Detto così sembra una affascinante astrazione, è quindi il momento della pratica. Massimiliano riflette sulla tattilità, il «primo senso che il bambino sviluppa quando è ancora un feto», uno strumento eternamente sottovalutato che noi attribuiamo solo alle mani e ai piedi ma che invece interessa il 18 per cento del nostro corpo e principalmente la bocca, sede di un «tatto senza coscienza». «Quello che accade in bocca in realtà accade in bocca», spiega Alajmo. E Assenza individua tre momenti in questo processo di elaborazione del gusto: «la percezione, che avviene con i recettori, la trasmissione delle percezioni stesse e la regia centrale che è affidata ai neuroni», i microchip chiamati a trasformare l’emozione in informazione.
E se pensate che i sapori che conosciamo già, i cinque gusti attraverso i quali definiamo le nostre sensazioni in bocca, il sapido, il dolce, l’amaro, l’acido, l’umami, siano un alfabeto più che sufficiente, vi sbagliate. «Si sta imponendo un sesto gusto, legato al calcio – spiega Corrado – perché è attraverso questo minerale che abbiamo scoperto un chemiorecettore, ora serve soltanto scoprire i neuroni che lo decodifichino». Lo stesso potrebbe avvenire per il grasso o per il piccante, una sensazione interessante che lavora attraverso il trigemino eternamente in bilico tra dolore e piacere. Sembra la storia della vita di chiunque di noi raccontata in breve.

Poi le strade dei due si dividono per un momento.

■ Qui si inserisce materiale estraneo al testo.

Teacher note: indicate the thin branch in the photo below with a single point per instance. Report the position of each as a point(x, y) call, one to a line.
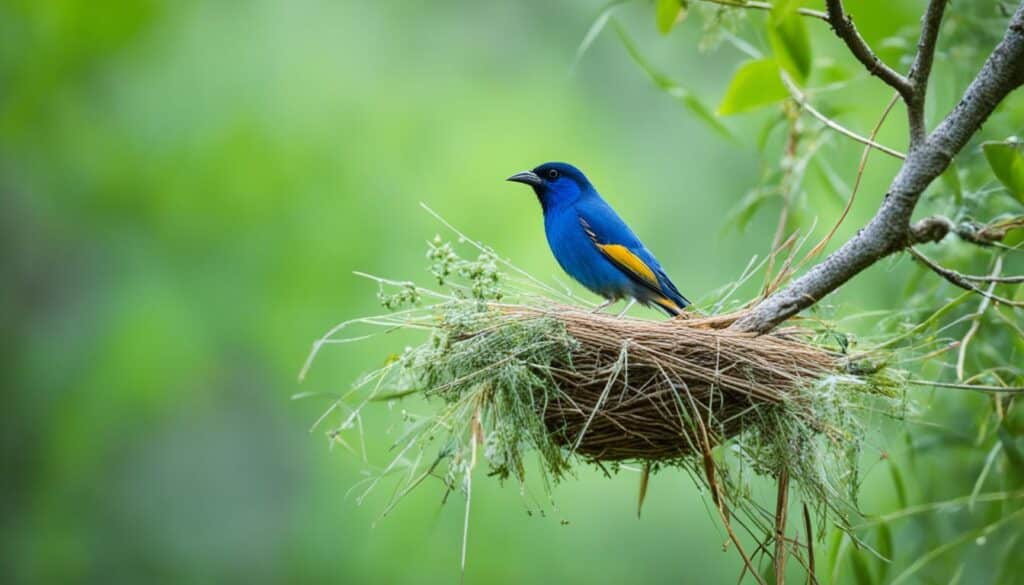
point(976, 321)
point(956, 279)
point(812, 578)
point(922, 69)
point(974, 387)
point(843, 26)
point(888, 232)
point(856, 185)
point(781, 507)
point(766, 6)
point(801, 98)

Massimiliano ha voglia di condividere una serie di strumenti o veicoli che lui ha elaborato all’interno del suo locale padovano per accompagnare ed esaltare quello che accade in bocca, convinto com’è che usare materiali e forme differenti conduca a esiti diversi sul piano della sensorialità. Sul video scorrono una serie di diapositive che mostrano una forchetta con le punte recise che aiuta a cercare «la geometria in bocca» di una spumiglia ghiacciata che con essa viene servita, una tazza che offre una diversa prospettiva per un Tiramisù dai lati, un cucchiaio di legno che va usato al contrario, mangiando dal manico alla coppa, una crocchetta di cioccolato e nocciola che riesce a produrre una sensazione di succulenza a partire da elementi secchi, un uovo all’ananas che gioca tra l’intermittenza della pungenza e la continuità del piccante; una Salvia per labbra la cui trama accarezza la bocca del cliente; un palloncino di lampone e limone; una bacca di vaniglia incaricata di produrre forti emozioni grazie alla liquirizia; un cucchiaio mancante di una parte, quasi "morsicato", con cui mangiare un gelato; uno spazzolino da denti in legno le cui setole sono intrise di pino mugo e nelle quali viene «spremuta» una meringa di ceci e un gel di menta che, garantisce Alajmo, «regalano una stimolazione fortissima»; un ricordo di carta che spinge a riprodurre il gesto del leccare un francobollo. Tutto il tatto che c’è o quasi.

Poi torna in scena Assenza, che si concentra sul gesto: il gesto di chi cucina ripetendo atti immutabili da millenni oppure mutevolissimi, il gesto dei contadini, il gesto di lasciare come atto di conservazione di una pratica da trasmettere alle nuove generazioni perché si tramandi. E poi il gesto che crea continuità, come la decorazione di un dolce di marzapane che esprime il proprio archetipo. E in fine «il gesto di chi accoglie i clienti al
Caffè Sicilia che condensa tutti i gesti di chi lavora in quel posto».

Finale ad alto tasso di filosofia, ma nel frattempo il pubblico si è svegliato, eccome. I due tirano fuori una clessidra che corrisponde a una concezione poetica del tempo laddove il cronometro ne rappresenta l’aspetto angosciante e ragionano sul tema del congresso, quel futuro «che va costruito oggi senza aspettare che siano gli altri a farlo. Dobbiamo essere costruttori di progresso, ogni giorno la versione migliore di noi stessi». Questo si può fare soltanto attraverso una «riumanizzazione dell’umanità» che in tempi gravidi di ansie e di incertezze è il solo modo di indirizzare il cambiamento e non di subirlo. Alajmo chiude ricordando un aneddoto, anzi un bi-aneddoto, quasi una parabola: «L’altro giorni una cliente mi ordina il menu perché dice che glielo ha suggerito ChatGPT. Qualche giorno dopo un altro cliente si siede e mi dà una lettera che ho letto l’altra notte, ed è bellissima, mi racconta la storia della sua famiglia e del mio ristorante». E voi, di quale futuro volete fare parte?